To solve this problem, a team comprising researchers from Massachusetts Institute of Technology (MIT), together with two local partners, Environment & Public Health Organization (ENPHO), and Rural Water Supply and Sanitation Support Programme (RWSSSP), have developed an award-winning household water filter, the KanchanTM Arsenic Filter (KAF). This inexpensive (less than US $20 per unit) and innovative filter is designed on an intermittent, household-scale slow sand filter base, influenced by the pioneering work on slow sand filters first begun in Paisley, Scotland in 1804. That work used natural processes and iron hydroxide adsorption principles for simultaneous pathogen and arsenic removal. The KAF is constructed using locally available labour and materials and is optimized based on the local socio-economic conditions.
Countrywide dissemination of the KAF started in 2003, with MIT-ENPHO acting as the overall project co-ordinators. Major accomplishments include:
- More than twenty local entrepreneurs from across the country trained and certified in KAF construction, promotion, sales, and distribution
- KAF Technology Reference Centre established at ENPHO to provide training and technical support to all interested parties
- Awareness activities conducted in over 200 villages, including street drama, education workshops, women motivator household visits, school programmes, group discussions and radio programmes
- Pro-poor micro-financing and subsidy scheme developed to make the KAF more accessible
- Filter design and supply chain improved to enhance performance, reliability and availability
- Effective planning and expansion co-ordinated with key stakeholders
The KAF project is innovative in several aspects. First, the team placed technological design within the cultural and socio-economic constraints of developing countries, resulting in a technology that is simple, user-friendly, affordable and technically sound. The KAF has the virtue of simultaneously treating microbial and arsenic contaminated water. Second, the team disseminated the KAF based on a long-term self-reliance model. The implementation scheme makes use of social marketing strategies and entrepreneurs who profit from their enterprises, as well as a demand-responsive approach that promotes community decision-making, participation, contribution, and ownership.
The MIT-ENPHO team has won many awards for the KanchanTM Arsenic Filter including;
- One of the Top Ten finalists in the 4th World Water Forum Kyoto Water Prize (2006)
- Wall Street Journal's Technology Innovation Award – Environment Category (2005)
- U.S. Environmental Protection Agency P3 Competition Award (2005)
- World Bank Nepal Development Marketplace Competition Prize (2005)
- World Bank Development Marketplace Global Competition Prize (2003)

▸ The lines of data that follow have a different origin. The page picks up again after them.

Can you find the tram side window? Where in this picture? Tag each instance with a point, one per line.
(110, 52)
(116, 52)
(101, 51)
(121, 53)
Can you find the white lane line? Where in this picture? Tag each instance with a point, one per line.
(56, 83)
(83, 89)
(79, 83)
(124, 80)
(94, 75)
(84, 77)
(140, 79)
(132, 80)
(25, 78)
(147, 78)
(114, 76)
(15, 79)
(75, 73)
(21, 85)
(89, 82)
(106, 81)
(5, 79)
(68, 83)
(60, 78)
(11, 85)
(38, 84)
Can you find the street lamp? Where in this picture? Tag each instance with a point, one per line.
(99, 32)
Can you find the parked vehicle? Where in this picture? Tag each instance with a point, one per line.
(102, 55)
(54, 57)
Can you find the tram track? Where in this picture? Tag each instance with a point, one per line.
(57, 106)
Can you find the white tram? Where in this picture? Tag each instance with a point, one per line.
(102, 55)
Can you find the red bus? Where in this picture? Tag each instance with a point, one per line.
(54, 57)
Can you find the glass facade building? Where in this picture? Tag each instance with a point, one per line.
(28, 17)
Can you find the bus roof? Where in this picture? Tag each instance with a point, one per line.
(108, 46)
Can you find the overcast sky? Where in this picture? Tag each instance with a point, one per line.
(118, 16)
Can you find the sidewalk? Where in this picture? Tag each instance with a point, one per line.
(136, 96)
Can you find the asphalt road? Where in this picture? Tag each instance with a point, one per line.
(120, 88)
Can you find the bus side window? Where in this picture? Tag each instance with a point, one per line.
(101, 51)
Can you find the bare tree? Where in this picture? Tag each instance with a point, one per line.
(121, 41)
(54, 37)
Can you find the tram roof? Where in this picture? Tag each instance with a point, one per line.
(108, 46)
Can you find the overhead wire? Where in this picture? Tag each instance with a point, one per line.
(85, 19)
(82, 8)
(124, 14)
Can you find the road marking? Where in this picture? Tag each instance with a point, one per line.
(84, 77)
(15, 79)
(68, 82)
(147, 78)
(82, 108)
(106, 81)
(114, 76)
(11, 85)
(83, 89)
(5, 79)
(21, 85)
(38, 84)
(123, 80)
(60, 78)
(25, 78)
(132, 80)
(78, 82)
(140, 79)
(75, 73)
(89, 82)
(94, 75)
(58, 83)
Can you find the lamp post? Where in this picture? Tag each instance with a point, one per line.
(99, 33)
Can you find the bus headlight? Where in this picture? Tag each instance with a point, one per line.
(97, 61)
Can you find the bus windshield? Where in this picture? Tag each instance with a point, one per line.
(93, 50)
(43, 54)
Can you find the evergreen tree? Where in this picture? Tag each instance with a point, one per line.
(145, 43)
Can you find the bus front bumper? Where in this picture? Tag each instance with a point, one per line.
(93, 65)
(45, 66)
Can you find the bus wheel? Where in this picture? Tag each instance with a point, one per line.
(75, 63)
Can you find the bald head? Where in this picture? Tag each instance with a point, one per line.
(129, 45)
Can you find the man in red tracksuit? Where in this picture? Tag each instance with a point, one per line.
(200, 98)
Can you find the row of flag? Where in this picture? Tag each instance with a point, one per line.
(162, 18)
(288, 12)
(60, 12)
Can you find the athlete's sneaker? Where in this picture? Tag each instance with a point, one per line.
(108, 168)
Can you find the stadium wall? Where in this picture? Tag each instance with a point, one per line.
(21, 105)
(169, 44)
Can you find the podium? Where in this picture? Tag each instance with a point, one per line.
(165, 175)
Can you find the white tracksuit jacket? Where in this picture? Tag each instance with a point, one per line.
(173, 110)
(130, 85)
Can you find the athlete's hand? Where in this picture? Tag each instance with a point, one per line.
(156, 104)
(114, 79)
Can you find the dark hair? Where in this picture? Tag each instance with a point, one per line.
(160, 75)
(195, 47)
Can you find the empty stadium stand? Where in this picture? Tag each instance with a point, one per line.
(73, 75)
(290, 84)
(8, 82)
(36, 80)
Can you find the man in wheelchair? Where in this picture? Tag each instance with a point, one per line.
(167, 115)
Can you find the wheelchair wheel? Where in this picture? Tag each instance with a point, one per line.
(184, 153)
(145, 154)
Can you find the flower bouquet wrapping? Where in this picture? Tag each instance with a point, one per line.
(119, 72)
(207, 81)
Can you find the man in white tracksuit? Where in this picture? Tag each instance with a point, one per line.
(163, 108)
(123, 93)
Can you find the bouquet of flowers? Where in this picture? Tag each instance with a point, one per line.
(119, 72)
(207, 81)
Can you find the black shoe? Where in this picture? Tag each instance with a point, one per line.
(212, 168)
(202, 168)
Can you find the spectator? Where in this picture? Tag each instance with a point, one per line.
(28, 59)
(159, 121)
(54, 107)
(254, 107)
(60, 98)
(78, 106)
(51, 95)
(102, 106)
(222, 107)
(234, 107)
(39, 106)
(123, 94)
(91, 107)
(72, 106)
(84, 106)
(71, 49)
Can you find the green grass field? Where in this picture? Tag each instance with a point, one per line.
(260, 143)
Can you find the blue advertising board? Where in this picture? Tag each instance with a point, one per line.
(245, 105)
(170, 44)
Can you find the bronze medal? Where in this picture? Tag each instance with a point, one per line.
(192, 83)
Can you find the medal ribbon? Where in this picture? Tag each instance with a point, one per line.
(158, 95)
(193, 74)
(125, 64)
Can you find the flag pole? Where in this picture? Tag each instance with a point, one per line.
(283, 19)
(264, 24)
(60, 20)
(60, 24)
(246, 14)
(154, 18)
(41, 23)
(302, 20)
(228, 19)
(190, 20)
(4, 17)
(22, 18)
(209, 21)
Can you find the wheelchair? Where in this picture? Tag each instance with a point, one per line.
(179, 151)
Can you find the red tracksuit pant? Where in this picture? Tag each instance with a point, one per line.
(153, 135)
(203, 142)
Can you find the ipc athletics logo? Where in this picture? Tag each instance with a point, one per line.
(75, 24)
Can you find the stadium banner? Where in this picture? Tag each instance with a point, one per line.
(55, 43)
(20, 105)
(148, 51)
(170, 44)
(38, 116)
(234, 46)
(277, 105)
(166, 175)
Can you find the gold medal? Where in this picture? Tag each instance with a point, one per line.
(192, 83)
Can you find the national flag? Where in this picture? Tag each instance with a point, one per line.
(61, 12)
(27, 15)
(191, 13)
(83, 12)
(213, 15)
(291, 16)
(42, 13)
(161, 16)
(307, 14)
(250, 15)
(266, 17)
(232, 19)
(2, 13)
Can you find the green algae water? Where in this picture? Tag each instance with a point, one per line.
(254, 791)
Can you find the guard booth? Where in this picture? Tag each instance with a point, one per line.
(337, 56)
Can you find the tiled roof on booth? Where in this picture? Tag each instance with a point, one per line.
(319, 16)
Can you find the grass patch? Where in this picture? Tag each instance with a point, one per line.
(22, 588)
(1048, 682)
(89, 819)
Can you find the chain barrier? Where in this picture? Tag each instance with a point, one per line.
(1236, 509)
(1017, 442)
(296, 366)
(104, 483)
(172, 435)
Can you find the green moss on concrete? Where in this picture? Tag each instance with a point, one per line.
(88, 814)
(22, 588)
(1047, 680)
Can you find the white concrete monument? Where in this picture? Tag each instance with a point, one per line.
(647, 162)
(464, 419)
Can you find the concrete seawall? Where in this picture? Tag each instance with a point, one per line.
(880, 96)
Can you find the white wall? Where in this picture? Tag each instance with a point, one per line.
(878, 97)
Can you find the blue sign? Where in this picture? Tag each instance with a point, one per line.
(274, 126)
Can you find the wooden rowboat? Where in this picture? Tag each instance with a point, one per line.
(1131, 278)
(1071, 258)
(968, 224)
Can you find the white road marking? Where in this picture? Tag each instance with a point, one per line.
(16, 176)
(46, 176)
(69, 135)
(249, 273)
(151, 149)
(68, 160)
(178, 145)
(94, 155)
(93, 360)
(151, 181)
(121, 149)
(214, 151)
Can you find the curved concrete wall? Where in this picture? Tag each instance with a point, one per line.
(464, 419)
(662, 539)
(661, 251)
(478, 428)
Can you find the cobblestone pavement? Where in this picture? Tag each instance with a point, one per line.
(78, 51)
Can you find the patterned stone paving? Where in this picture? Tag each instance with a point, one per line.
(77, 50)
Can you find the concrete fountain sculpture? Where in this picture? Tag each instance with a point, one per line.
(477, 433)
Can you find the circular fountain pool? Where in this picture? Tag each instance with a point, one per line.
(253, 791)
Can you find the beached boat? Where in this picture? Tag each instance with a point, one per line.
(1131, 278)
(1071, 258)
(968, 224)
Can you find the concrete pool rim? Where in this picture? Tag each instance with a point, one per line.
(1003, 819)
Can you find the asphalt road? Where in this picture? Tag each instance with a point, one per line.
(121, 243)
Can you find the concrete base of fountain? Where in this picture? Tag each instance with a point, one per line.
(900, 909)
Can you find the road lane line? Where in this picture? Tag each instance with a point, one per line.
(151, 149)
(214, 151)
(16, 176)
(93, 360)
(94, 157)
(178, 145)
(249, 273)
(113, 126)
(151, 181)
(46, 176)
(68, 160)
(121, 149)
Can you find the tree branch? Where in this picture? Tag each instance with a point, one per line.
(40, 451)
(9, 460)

- MIT IDEAS Competition (2002)
The KAF is a sustainable solution to drinking water problems. This project has built capacity of local people towards long-term, user-participatory safe water provision, as well as contributing to the local economy and public health. As of May 2006, over 3000 filters have been installed, serving 25,000 to 35,000 people. Better health contributes to higher quality of life and greater worker productivity, leading to overall human development. To scale-up the benefits to reach an estimated 148 million people in Asia, affected by arsenic in drinking water at concentrations exceeding the World Health Organization guidelines, the team is currently seeking funding to expand this highly replicable model to the neighbouring countries of Cambodia, Vietnam and Bangladesh.